Oryane dut mordre son poing pour réprimer un cri de joie. Elle ne comprenait pas quel était ce plan Ouikmachin, elle s'en fichait un peu à vrai dire, ce qu'elle retenait c'est qu'elle ne serait plus la seule enfant dans l'enceinte.
"- Et les parents ? demanda de nouveau l'homme.
- Des lettres leur ont été envoyées. Certains nous ont répondu par l'affirmative directement. La situation est tellement désespérée, entre la terre ravagée et la Braise qui fait de plus en plus de victimes chaque jour. D'autres familles nous ont ignorés, mais le chancelier a prévenu que tous les enfants devaient être emmenés... de gré ou de force.
- Comment peut-on décemment refuser une chose pareille ? renifla l'infirmier. Les gamins seront en sécurité toute leur enfance, ils auront un toit, un vrai lit, ils seront blanchis, nourris et scolarisés. C'est devenu un mythe depuis les éruptions solaires. Et ils ne regarderont pas leurs proches tomber dans la folie peu à peu.
- Mais ils seront des sujets d'expérience.
- On ne peut pas tout avoir. Leur immunité est une bénédiction. Ce sont eux qui nous permettront de sauver l'humanité. S'il faut juste sacrifier leur innocence et leurs liens familiaux, c'est un prix dérisoire.
- Tu as raison. Et pour l'Erreu...
- Oryane ?" appela soudain Ava.
L'homme et la femme se turent aussitôt.
Abasourdie, Oryane émergea de derrière les rideaux, se dirigeant vers la docteure blonde. Les infirmiers la regardèrent, échangeant un coup d'œil un peu paniqué, comme s'ils se demandaient ce qu'elle avait entendu.
- Excuse-moi de mon retard, dit la Pr. Paige. On m'a appelée en urgence. Mais je vais te ramener dans ta chambre maintenant.
Elles quittèrent l'infirmerie et retraversèrent les couloirs. Oryane se repassait encore et encore ce qu'elle avait écouté, sans y croire.

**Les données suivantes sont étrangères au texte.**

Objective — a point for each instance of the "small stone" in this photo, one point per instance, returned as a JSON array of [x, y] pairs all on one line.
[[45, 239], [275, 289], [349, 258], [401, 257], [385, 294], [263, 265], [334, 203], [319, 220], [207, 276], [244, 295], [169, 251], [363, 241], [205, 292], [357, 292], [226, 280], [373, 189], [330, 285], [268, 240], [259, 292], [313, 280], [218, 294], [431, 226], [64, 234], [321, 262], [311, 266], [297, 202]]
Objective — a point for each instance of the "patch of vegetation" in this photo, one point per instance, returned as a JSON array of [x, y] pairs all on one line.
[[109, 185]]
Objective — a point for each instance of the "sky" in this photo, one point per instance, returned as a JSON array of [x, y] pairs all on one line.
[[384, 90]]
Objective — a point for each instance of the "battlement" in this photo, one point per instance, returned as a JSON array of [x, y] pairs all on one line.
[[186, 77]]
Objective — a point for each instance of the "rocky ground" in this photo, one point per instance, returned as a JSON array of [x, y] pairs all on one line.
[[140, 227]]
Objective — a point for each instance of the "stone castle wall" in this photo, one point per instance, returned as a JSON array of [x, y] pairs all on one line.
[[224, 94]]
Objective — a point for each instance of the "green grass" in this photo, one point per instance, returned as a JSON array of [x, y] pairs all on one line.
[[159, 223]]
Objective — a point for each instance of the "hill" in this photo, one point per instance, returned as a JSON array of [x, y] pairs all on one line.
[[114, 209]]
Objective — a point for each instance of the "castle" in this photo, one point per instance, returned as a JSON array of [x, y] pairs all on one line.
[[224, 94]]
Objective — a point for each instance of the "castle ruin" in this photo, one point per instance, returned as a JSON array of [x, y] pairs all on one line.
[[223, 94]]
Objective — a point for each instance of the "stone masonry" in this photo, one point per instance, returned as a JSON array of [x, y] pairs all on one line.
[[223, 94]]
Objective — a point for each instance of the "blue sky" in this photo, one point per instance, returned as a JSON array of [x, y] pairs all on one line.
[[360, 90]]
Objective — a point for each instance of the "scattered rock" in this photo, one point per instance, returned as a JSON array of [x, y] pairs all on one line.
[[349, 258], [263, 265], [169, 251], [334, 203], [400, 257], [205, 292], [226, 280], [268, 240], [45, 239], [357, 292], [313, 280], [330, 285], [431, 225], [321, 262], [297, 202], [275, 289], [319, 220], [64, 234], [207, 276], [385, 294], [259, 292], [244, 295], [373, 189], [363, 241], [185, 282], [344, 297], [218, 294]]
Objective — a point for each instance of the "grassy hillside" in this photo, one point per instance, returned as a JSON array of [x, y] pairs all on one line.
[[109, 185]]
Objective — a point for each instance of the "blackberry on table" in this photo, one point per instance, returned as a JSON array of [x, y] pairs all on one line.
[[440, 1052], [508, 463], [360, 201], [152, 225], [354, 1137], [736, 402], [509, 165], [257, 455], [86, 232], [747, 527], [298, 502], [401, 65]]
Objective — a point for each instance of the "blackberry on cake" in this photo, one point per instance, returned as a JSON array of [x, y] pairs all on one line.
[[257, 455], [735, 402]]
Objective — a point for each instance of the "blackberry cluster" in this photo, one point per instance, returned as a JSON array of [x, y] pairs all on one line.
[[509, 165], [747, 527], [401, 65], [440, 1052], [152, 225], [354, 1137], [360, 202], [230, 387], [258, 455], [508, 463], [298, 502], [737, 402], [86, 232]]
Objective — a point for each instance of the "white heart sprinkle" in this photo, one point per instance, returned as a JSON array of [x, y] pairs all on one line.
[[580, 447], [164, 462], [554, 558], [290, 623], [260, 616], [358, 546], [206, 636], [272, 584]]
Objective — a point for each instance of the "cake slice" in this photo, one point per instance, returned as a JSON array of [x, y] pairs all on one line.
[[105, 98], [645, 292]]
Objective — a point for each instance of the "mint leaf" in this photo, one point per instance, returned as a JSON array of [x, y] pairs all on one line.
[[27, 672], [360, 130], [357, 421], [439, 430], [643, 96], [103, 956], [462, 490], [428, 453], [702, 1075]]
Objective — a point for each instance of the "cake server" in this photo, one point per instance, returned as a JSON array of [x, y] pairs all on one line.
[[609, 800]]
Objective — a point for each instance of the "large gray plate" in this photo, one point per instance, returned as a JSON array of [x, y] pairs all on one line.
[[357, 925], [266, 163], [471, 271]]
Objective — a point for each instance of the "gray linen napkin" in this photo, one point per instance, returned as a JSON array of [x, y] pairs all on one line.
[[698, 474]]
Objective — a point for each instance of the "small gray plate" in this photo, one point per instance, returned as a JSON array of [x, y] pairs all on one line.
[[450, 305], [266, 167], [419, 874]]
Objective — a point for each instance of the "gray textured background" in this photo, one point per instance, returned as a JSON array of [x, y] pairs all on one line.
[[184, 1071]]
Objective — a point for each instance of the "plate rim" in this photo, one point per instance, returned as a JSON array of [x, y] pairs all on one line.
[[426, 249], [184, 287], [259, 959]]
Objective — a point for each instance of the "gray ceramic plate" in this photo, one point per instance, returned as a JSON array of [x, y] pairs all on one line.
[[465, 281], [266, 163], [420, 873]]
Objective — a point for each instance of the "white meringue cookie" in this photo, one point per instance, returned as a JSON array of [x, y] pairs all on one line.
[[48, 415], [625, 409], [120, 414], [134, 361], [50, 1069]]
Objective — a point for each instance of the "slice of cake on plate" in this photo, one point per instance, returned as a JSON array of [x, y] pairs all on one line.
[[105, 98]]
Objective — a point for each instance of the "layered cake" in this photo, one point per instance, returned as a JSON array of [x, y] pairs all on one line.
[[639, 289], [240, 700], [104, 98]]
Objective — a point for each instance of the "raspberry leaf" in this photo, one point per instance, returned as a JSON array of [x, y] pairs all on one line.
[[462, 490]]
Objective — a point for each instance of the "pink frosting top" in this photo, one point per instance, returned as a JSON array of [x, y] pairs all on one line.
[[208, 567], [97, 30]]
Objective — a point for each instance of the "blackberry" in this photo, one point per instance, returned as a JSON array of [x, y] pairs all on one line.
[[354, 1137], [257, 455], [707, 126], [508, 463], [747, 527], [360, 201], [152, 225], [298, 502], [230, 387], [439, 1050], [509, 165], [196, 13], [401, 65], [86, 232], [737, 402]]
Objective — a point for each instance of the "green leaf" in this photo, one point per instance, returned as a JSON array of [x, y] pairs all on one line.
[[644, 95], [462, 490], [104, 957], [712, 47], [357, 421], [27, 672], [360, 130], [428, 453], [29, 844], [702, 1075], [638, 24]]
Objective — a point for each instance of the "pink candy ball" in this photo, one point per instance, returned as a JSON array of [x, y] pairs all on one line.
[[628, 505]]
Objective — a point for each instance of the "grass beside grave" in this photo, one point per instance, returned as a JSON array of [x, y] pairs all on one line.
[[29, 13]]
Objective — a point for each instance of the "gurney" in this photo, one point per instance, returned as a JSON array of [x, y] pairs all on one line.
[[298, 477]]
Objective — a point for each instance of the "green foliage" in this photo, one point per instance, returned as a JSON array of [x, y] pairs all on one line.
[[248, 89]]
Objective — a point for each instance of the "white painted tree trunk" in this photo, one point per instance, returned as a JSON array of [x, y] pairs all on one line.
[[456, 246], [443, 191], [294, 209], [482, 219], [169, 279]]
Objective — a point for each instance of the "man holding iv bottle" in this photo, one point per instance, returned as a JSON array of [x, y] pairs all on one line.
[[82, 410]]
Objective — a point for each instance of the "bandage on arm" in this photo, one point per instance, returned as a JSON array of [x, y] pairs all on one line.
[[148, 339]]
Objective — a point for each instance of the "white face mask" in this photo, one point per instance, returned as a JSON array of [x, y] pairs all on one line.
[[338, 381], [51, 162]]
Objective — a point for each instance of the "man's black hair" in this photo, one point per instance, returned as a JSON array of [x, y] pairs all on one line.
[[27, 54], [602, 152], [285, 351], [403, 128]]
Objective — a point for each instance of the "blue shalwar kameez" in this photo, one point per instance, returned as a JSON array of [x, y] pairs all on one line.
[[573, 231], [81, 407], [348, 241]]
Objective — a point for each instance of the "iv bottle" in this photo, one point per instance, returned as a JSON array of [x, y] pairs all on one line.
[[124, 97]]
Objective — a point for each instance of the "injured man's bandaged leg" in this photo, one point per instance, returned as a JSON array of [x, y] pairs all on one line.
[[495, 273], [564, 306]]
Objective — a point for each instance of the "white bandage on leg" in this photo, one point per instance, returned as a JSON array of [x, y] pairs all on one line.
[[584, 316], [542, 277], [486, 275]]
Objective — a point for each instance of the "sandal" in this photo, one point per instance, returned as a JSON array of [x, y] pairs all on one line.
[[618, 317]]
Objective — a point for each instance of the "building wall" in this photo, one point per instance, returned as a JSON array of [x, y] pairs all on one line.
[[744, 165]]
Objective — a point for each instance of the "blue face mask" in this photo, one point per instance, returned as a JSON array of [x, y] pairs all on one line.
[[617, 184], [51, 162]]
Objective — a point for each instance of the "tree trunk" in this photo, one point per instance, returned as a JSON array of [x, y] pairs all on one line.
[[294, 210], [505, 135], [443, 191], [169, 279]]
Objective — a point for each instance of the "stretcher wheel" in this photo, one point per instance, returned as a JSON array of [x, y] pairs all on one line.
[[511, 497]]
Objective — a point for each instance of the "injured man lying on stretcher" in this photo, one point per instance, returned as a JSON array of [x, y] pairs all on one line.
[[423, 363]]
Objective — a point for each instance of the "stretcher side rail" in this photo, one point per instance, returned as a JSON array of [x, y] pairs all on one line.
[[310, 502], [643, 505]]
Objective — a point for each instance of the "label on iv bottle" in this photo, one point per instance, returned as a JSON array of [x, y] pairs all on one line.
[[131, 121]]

"Qu'est-ce que c'est que ces histoires d'expériences ? On va les enlever à leurs parents ? Et c'est quoi la Braise ? Et les éroussions solaires ?"
Mais son esprit balaya bien vite ces questions, tant la petite fille était envahie d'exaltation.
"Je ne serais plus toute seule. Il va y avoir d'autres enfants. Oh, j'espère que je pourrai les voir ! Peut-être que je vais me faire un ami ?"
Un ami...
Et malgré tous ses efforts pour rester neutre comme d'habitude, Oryane sautillait quand elle franchit la porte de sa chambre.